Savings rates of 3% are no longer out of reach. Here’s where you can find them

After years of earning essentially nothing on your money, it’s finally possible to see a real return in your savings account. The new interest rate to reach, or even beat, for a competitive high-yield account: 3%.

The The Fed’s repeated rate hikes put an end to a long drought of near-zero returns for savers. While the average rate is still only around 0.2% nationally, experts say it’s getting easier to find rates several times higher than that, if you’re willing to shop around for a best place to park your money.

Many large banks have crossed the 3% threshold and, with rates still rising, some are reaching 3.5% or more. BarclaysCapital One, Marcus by Goldman Sachs and Synchrony, to name a few of the larger ones, are all currently advertising 3% APYs on their High Yield Savings Accounts.
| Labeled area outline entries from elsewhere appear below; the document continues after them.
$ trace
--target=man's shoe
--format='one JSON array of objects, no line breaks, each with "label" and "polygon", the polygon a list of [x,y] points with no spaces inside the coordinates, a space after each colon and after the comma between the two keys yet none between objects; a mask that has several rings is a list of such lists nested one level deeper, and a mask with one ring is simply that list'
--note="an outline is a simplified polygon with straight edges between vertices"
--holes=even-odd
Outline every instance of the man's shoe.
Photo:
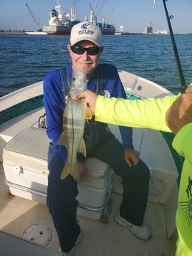
[{"label": "man's shoe", "polygon": [[115,221],[122,226],[127,227],[133,234],[143,240],[148,240],[151,237],[150,230],[147,225],[135,226],[120,217],[120,212],[115,217]]},{"label": "man's shoe", "polygon": [[82,237],[83,237],[83,233],[82,233],[82,231],[81,230],[80,234],[79,234],[79,236],[78,236],[78,237],[77,237],[77,240],[75,242],[75,246],[72,248],[70,252],[62,252],[60,248],[59,249],[59,252],[61,252],[62,256],[73,256],[74,255],[74,252],[75,252],[75,247],[81,241]]}]

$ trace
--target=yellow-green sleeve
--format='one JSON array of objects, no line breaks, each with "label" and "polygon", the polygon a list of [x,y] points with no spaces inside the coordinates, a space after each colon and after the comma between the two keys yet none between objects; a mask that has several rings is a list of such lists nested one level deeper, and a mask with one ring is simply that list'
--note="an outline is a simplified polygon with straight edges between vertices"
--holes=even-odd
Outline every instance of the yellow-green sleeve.
[{"label": "yellow-green sleeve", "polygon": [[165,113],[178,95],[134,100],[99,95],[96,102],[95,120],[123,126],[169,132]]}]

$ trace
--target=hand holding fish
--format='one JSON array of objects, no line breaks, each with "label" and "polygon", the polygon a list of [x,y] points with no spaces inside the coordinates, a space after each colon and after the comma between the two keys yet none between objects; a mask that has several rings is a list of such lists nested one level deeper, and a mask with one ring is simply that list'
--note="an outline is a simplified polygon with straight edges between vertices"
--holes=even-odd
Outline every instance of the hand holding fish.
[{"label": "hand holding fish", "polygon": [[76,100],[82,100],[85,99],[85,102],[88,107],[90,108],[92,115],[95,113],[95,105],[98,95],[95,93],[92,92],[91,90],[86,90],[80,93]]},{"label": "hand holding fish", "polygon": [[[83,140],[85,119],[91,119],[92,113],[87,108],[85,100],[73,101],[72,98],[77,98],[87,88],[85,70],[72,70],[72,82],[67,105],[63,113],[63,131],[57,144],[64,146],[67,149],[67,161],[64,166],[61,179],[69,174],[77,181],[85,173],[82,165],[77,162],[77,152],[79,150],[86,156],[86,146]],[[66,100],[66,99],[65,99]]]},{"label": "hand holding fish", "polygon": [[167,125],[174,134],[192,123],[192,93],[182,94],[168,110],[165,118]]}]

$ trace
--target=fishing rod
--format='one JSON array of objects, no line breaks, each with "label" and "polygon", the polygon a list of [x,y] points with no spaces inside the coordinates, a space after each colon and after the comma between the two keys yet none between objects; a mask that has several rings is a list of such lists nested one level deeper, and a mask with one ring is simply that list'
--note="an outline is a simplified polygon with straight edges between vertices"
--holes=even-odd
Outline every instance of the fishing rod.
[{"label": "fishing rod", "polygon": [[181,62],[180,62],[180,59],[179,59],[179,56],[178,56],[178,53],[176,44],[176,40],[175,40],[175,37],[174,37],[174,35],[173,35],[173,29],[172,29],[172,27],[171,27],[171,19],[172,19],[173,18],[173,15],[169,16],[169,14],[168,14],[167,6],[166,6],[166,4],[165,4],[165,2],[167,1],[168,0],[163,0],[163,5],[164,5],[164,9],[165,9],[165,14],[166,14],[166,17],[167,17],[167,22],[168,22],[168,29],[169,29],[169,33],[170,33],[170,35],[171,35],[172,46],[173,46],[173,51],[174,51],[175,57],[176,57],[176,63],[177,63],[177,66],[178,66],[178,75],[179,75],[179,77],[180,77],[180,80],[181,80],[181,93],[185,93],[187,86],[186,86],[186,81],[185,81],[185,78],[184,78],[184,75],[183,75],[181,64]]}]

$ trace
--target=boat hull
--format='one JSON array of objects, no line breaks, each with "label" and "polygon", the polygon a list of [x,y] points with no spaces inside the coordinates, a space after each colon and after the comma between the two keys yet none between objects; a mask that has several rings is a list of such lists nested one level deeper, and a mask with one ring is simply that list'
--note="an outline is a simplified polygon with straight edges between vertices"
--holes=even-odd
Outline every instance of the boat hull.
[{"label": "boat hull", "polygon": [[[73,25],[52,25],[44,26],[43,30],[47,34],[69,35]],[[113,27],[100,27],[102,34],[115,34],[115,29]]]}]

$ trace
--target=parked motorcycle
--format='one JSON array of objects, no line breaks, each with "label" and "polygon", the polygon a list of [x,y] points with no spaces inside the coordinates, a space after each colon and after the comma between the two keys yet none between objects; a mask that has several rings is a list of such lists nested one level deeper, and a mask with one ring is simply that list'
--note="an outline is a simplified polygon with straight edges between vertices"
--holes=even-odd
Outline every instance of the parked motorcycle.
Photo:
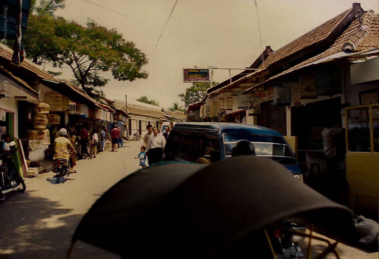
[{"label": "parked motorcycle", "polygon": [[133,134],[133,137],[132,139],[133,140],[140,140],[141,138],[139,137],[139,134],[138,132],[136,132],[135,133]]},{"label": "parked motorcycle", "polygon": [[[16,144],[14,141],[10,143],[11,147]],[[26,189],[26,186],[24,180],[19,175],[16,170],[16,167],[12,160],[12,155],[20,149],[17,147],[10,151],[6,152],[0,155],[0,160],[3,164],[0,165],[0,203],[3,202],[5,200],[5,194],[12,191],[18,191],[23,192]],[[6,164],[5,164],[5,163]],[[9,176],[11,172],[13,172],[13,176],[11,178]]]},{"label": "parked motorcycle", "polygon": [[58,183],[63,181],[64,177],[70,175],[70,160],[64,158],[56,158],[53,160],[54,168],[53,172],[55,173],[54,177]]}]

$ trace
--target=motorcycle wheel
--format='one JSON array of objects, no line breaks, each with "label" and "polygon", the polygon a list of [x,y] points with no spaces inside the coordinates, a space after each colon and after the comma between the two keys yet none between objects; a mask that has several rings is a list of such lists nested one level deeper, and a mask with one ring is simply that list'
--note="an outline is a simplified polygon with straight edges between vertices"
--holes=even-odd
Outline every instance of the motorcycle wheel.
[{"label": "motorcycle wheel", "polygon": [[56,182],[57,183],[60,183],[63,180],[63,177],[61,175],[59,175],[56,177]]},{"label": "motorcycle wheel", "polygon": [[0,193],[0,203],[2,203],[5,200],[5,195]]},{"label": "motorcycle wheel", "polygon": [[17,186],[17,190],[19,192],[23,192],[26,189],[26,185],[25,185],[25,183],[24,182],[23,180],[21,180],[21,183]]}]

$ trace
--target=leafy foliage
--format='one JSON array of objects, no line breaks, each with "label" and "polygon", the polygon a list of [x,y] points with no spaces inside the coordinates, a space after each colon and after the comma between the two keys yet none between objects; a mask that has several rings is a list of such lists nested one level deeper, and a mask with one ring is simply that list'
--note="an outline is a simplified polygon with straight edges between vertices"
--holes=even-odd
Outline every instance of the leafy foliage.
[{"label": "leafy foliage", "polygon": [[63,3],[66,0],[40,0],[39,5],[36,6],[36,0],[31,0],[29,14],[34,13],[37,16],[45,15],[50,17],[55,16],[54,11],[58,8],[64,8]]},{"label": "leafy foliage", "polygon": [[141,71],[147,58],[134,43],[127,41],[115,29],[108,29],[92,20],[84,27],[61,17],[31,15],[23,39],[34,63],[47,61],[55,67],[69,66],[75,78],[72,83],[98,100],[104,93],[97,88],[110,80],[100,75],[102,72],[111,71],[119,81],[148,76]]},{"label": "leafy foliage", "polygon": [[[218,83],[213,82],[212,86],[214,86]],[[190,104],[200,102],[204,99],[207,95],[207,90],[210,87],[209,83],[192,83],[192,86],[186,89],[185,93],[179,95],[180,99],[184,102],[185,107],[188,108]]]},{"label": "leafy foliage", "polygon": [[179,112],[184,112],[185,110],[183,109],[183,106],[181,105],[179,106],[177,102],[174,102],[172,104],[172,107],[168,109],[169,111],[175,112],[175,111],[179,111]]},{"label": "leafy foliage", "polygon": [[146,104],[149,104],[156,105],[157,106],[159,106],[159,102],[157,102],[155,101],[155,100],[149,100],[147,97],[146,96],[141,96],[138,99],[137,99],[136,101],[138,102],[144,102]]}]

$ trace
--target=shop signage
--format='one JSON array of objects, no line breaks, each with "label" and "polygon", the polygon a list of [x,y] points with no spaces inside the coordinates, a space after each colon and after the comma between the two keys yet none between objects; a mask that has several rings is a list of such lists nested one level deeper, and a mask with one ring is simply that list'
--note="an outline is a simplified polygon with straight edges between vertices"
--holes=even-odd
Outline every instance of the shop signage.
[{"label": "shop signage", "polygon": [[274,89],[268,89],[264,91],[260,91],[254,93],[253,96],[259,98],[259,101],[261,102],[268,102],[272,100],[274,98]]},{"label": "shop signage", "polygon": [[183,82],[209,82],[209,70],[183,68]]},{"label": "shop signage", "polygon": [[288,86],[274,87],[274,105],[290,105],[290,88]]},{"label": "shop signage", "polygon": [[190,111],[190,116],[191,117],[197,117],[198,114],[198,110]]}]

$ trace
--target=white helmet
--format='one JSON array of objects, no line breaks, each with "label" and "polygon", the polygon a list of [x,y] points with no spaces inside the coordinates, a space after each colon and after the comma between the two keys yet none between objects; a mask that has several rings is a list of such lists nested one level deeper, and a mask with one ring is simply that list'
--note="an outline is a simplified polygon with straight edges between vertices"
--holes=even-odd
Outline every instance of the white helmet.
[{"label": "white helmet", "polygon": [[67,130],[64,128],[62,128],[59,131],[59,135],[61,136],[64,136],[67,134]]}]

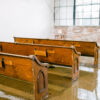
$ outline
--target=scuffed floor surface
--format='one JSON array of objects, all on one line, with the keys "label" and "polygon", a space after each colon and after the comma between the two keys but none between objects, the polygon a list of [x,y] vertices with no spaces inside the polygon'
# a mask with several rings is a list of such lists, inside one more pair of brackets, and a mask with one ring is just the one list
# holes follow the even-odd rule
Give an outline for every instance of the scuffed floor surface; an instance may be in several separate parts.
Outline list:
[{"label": "scuffed floor surface", "polygon": [[[99,53],[100,59],[100,53]],[[79,79],[71,81],[71,68],[50,68],[49,97],[46,100],[100,100],[100,60],[80,57]],[[33,85],[0,75],[0,100],[34,100]]]}]

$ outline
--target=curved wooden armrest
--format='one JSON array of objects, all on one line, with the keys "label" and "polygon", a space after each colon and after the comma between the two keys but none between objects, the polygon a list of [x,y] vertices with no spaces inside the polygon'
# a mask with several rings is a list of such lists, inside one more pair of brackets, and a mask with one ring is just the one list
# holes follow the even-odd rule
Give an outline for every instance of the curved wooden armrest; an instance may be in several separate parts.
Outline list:
[{"label": "curved wooden armrest", "polygon": [[79,56],[81,56],[81,52],[77,52]]},{"label": "curved wooden armrest", "polygon": [[43,66],[43,67],[46,67],[46,68],[49,68],[49,64],[47,64],[47,63],[41,63],[35,55],[30,55],[29,57],[30,57],[32,60],[36,61],[36,63],[37,63],[38,65]]}]

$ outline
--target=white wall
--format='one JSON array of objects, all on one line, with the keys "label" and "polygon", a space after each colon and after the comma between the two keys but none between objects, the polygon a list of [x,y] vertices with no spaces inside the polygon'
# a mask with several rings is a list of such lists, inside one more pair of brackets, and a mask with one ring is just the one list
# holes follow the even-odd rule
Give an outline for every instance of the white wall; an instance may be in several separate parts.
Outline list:
[{"label": "white wall", "polygon": [[49,38],[52,32],[53,0],[0,0],[0,41]]}]

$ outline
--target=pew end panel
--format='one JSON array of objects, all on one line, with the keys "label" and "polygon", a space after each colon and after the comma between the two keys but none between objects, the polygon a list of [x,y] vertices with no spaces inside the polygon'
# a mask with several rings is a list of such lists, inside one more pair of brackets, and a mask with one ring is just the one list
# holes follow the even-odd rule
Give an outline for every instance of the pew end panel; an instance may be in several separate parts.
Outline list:
[{"label": "pew end panel", "polygon": [[47,66],[34,56],[0,52],[0,74],[33,83],[35,100],[42,100],[48,96]]}]

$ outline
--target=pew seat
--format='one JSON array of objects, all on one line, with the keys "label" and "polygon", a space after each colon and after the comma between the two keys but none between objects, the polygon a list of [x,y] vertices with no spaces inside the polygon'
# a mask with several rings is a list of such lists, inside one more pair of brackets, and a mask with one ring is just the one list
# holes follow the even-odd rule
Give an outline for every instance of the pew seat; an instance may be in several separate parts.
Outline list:
[{"label": "pew seat", "polygon": [[36,39],[36,38],[21,38],[14,37],[17,43],[30,44],[46,44],[57,46],[75,46],[76,50],[81,53],[81,56],[94,57],[94,66],[98,67],[98,50],[99,46],[96,42],[89,41],[72,41],[72,40],[53,40],[53,39]]},{"label": "pew seat", "polygon": [[1,52],[35,55],[43,63],[72,67],[72,80],[79,77],[79,56],[74,47],[0,42]]}]

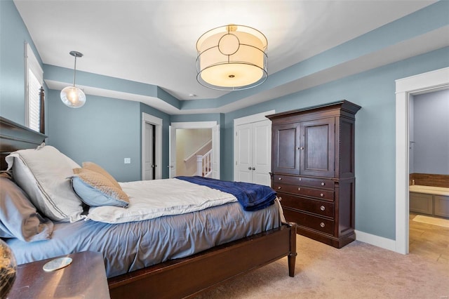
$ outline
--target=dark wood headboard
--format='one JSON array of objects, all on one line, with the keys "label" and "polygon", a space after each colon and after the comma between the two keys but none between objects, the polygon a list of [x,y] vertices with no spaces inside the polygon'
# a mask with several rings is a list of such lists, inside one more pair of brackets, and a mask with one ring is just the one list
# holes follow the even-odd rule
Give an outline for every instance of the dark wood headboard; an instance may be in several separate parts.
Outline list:
[{"label": "dark wood headboard", "polygon": [[41,133],[0,117],[0,169],[6,169],[5,157],[11,152],[36,148],[46,138]]}]

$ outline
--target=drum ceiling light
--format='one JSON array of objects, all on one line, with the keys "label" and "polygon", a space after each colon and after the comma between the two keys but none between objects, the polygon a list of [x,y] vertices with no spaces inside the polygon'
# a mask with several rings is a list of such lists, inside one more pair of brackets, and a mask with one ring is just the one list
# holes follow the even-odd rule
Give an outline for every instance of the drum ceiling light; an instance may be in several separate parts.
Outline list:
[{"label": "drum ceiling light", "polygon": [[268,76],[268,41],[260,31],[229,25],[208,31],[196,42],[196,80],[219,91],[238,91],[262,84]]},{"label": "drum ceiling light", "polygon": [[73,71],[73,86],[65,87],[61,91],[61,100],[70,108],[79,108],[86,103],[86,95],[80,88],[75,87],[76,75],[76,58],[83,57],[83,54],[72,51],[69,54],[75,58],[75,66]]}]

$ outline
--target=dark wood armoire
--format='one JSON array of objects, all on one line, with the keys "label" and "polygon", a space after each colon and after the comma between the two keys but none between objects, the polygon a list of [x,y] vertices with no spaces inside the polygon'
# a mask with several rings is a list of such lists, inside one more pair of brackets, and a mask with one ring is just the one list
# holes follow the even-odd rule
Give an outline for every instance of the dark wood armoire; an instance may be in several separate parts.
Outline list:
[{"label": "dark wood armoire", "polygon": [[347,100],[268,115],[272,187],[298,234],[342,248],[355,239],[354,126]]}]

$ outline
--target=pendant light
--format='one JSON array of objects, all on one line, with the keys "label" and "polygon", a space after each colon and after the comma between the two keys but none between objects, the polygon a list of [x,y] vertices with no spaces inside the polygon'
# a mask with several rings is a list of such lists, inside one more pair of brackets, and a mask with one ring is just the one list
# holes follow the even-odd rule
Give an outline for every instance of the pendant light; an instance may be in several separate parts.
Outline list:
[{"label": "pendant light", "polygon": [[72,51],[69,54],[75,58],[75,66],[73,72],[73,86],[67,86],[61,91],[61,100],[70,108],[79,108],[86,103],[86,95],[80,88],[75,86],[76,75],[76,58],[83,57],[83,54]]}]

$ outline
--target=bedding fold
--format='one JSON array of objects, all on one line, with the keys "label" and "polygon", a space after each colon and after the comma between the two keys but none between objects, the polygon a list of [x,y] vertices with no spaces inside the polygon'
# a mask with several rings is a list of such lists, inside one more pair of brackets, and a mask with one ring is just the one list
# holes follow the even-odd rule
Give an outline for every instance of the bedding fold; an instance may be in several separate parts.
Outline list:
[{"label": "bedding fold", "polygon": [[276,192],[268,186],[243,182],[230,182],[201,176],[177,176],[178,180],[216,189],[237,198],[245,211],[257,211],[271,206]]}]

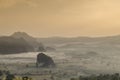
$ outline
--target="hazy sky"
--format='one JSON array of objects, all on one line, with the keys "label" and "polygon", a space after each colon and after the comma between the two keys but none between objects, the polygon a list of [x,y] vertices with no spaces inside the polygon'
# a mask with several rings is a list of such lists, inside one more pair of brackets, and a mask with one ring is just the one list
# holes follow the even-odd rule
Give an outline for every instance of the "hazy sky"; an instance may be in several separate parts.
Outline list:
[{"label": "hazy sky", "polygon": [[120,34],[120,0],[0,0],[0,35]]}]

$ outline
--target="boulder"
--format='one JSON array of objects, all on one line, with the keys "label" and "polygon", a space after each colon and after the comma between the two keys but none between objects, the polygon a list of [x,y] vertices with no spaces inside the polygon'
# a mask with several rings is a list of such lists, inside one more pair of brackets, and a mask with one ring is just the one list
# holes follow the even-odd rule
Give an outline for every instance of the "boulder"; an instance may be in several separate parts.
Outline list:
[{"label": "boulder", "polygon": [[55,67],[55,63],[50,56],[44,53],[39,53],[37,55],[36,67]]}]

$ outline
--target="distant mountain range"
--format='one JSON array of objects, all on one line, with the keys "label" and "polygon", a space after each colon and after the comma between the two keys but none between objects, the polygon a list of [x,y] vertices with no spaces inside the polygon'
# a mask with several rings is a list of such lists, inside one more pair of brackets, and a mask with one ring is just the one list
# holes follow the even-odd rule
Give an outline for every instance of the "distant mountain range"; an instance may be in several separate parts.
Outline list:
[{"label": "distant mountain range", "polygon": [[81,42],[81,43],[101,43],[101,44],[120,44],[120,35],[107,36],[107,37],[50,37],[50,38],[38,38],[38,42],[42,42],[46,45],[52,44],[62,44],[71,42]]},{"label": "distant mountain range", "polygon": [[[34,38],[25,32],[15,32],[11,36],[0,37],[0,54],[55,50],[54,44],[64,43],[120,44],[120,35],[109,37],[50,37]],[[44,45],[46,46],[44,46]]]},{"label": "distant mountain range", "polygon": [[45,51],[44,45],[25,32],[15,32],[11,36],[0,37],[1,54],[34,52],[40,51],[39,49]]}]

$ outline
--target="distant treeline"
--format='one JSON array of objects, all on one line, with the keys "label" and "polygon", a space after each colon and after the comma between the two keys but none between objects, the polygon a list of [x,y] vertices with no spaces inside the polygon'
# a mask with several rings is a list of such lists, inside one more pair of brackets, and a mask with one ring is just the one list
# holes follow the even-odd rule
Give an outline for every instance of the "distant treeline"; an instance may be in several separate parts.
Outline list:
[{"label": "distant treeline", "polygon": [[71,78],[70,80],[120,80],[120,74],[100,74],[91,76],[79,76],[79,78]]}]

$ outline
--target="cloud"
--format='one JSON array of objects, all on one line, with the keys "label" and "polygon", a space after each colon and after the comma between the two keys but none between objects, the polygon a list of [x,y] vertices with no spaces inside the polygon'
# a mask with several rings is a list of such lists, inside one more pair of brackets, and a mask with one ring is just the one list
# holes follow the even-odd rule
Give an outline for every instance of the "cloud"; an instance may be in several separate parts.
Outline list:
[{"label": "cloud", "polygon": [[37,7],[34,0],[0,0],[0,8],[10,8],[17,4],[24,4],[30,7]]},{"label": "cloud", "polygon": [[18,0],[0,0],[0,8],[8,8],[14,6]]}]

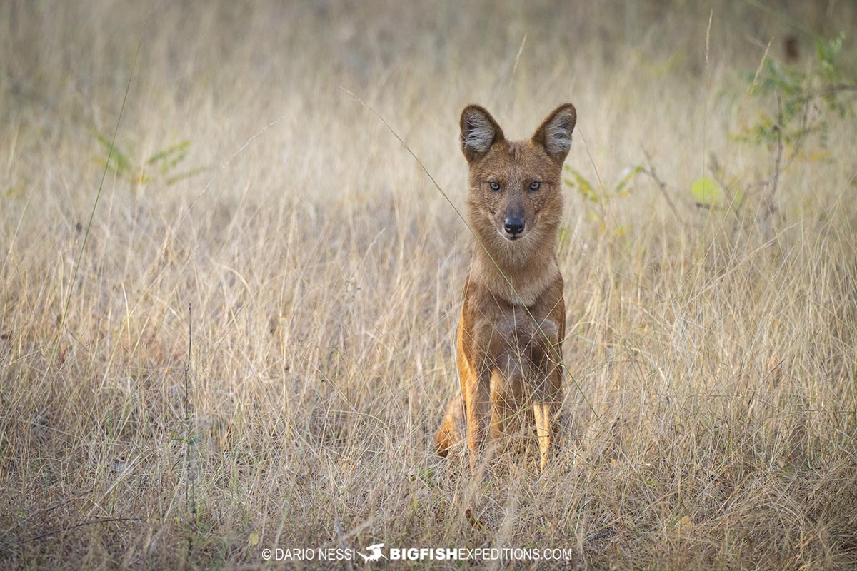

Digital bank LendingClub and CIT Bank hit 3.5%, and BrioDirect (the online brand of Connecticut-based Webster Bank) tips the scales with an APY of 3.75%.

For a little context of how big and fast the rate environment is changing, consider: Only about three months ago, Capital One 360 ​​Performance Savings offered an APY of 1.3 % – and it was one of the best rates on there at the time. (Capital One 360 ​​Performance Savings remains our choice for Best Overall Savings Account.)

“For more than a decade, households had very little choice in terms of how their money would return, and that environment has changed for the better,” says Ken Leon, director of equity research at CFRA in New York. .

Of course, 3% or even 3.75% is still painful in some ways—you earn less than half the rate of inflation, which pinches household budgets for everyone. But get a guaranteed return of around 3% FDIC Protected Deposits without having to do anything else is a nice bonus. If you’ve saved $10,000, earning 3% means getting an extra $300 a year. “This is particularly good news for retirement households.” adds Leon.

Here are some tips for capitalizing on the new environment.

Strategies for Finding the Best Savings Rates

There are a few places you can look for a savings account that offers high interest and some caveats to keep in mind. Even some large national banks are now offering savings rates that would have been unthinkable a year ago.

Try an aggregator

Sites that aggregate banking offers can be a good place to start your search for a high-yield savings account. You can find the Buy Side picks for the The best savings accounts here. High APYs have become a particularly competitive calling card among pure-play digital and fintech-backed neobanks. With lower overhead costs than their physical counterparts, these companies have more leeway to offer higher rates on deposits.

Check less famous banks

Don’t overlook the websites of individual institutions, as smaller regional and community banks as well as credit unions can be good places to look for high savings rates as they look to shore up their deposits ahead of a potential economic downturn. . The way banking math works, these types of institutions have more of an incentive to compete for your money because they are more dependent on depositors’ money to fund other business operations.

keep it simple

The whole point of earning interest on your savings is that it’s meant to be simple – so it’s important to read the terms and conditions carefully before opening a savings account advertising a high interest rate. Getting a few extra basis points – barely a hundredth of a percentage point – to the exclusion of everything else can backfire if it also means dealing with poor customer service, a buggy website, a host of terms and conditions complex or difficult to follow. terms.

Don’t overlook CDs, I Bonds and other options

For many investors, savings accounts offer a hard-to-beat combination of flexibility and attractive interest rates. But if you’re willing to commit to saving for several months or years, you can get even better rates. APY on some CDs exceed 4%, and if you learn to build a CD scaleyou can take advantage of higher rates and still have short-term access to at least some of your money.

Meanwhile, bond yields Iissued by the Treasury Department, are guaranteed at almost 7% for the next six months, although you must commit your money for at least a year, among other restrictions.

Why rates for savers are rising

The Federal Reserve has raised rates at a rapid pace in an attempt to rein in inflation that has been at or near four-decade highs for months. This threw waves in the normally placid environment of ordinary savings accounts.

More recently, at its November meeting, the Fed raised its key rate, which had a lower range of 0% just 10 months ago, to a range of 3.75% to 4%. “This is a very, very aggressive increase in the fed funds rate in a very short period of time,” says Jamie Coxmanaging partner at Harris Financial Group.

The Federal Reserve does not directly influence what consumers earn in savings accounts. But his actions tend to ripple through the economy. When the Fed tries to dampen demand by making it more expensive for banks to access capital, they also end up paying more to borrow from ordinary savers like you. “Now depositors have options, and the whole story is really about the consumer,” says Leon.

An industry secret: Consumer deposits are particularly attractive to banks when interest rates rise because most consumers are not as quick as other depositors, such as large corporations, to jump ship as soon as that they see a higher rate elsewhere. To be fair: unless you work in a corporate finance department, it’s not your day job and moving your money around can be a hassle, especially if you use online bill payment services and automated.

Any advice, recommendations, or rankings expressed in this article are those of the WSJ’s Buy Side Editorial Team, and have not been reviewed or endorsed by our business partners.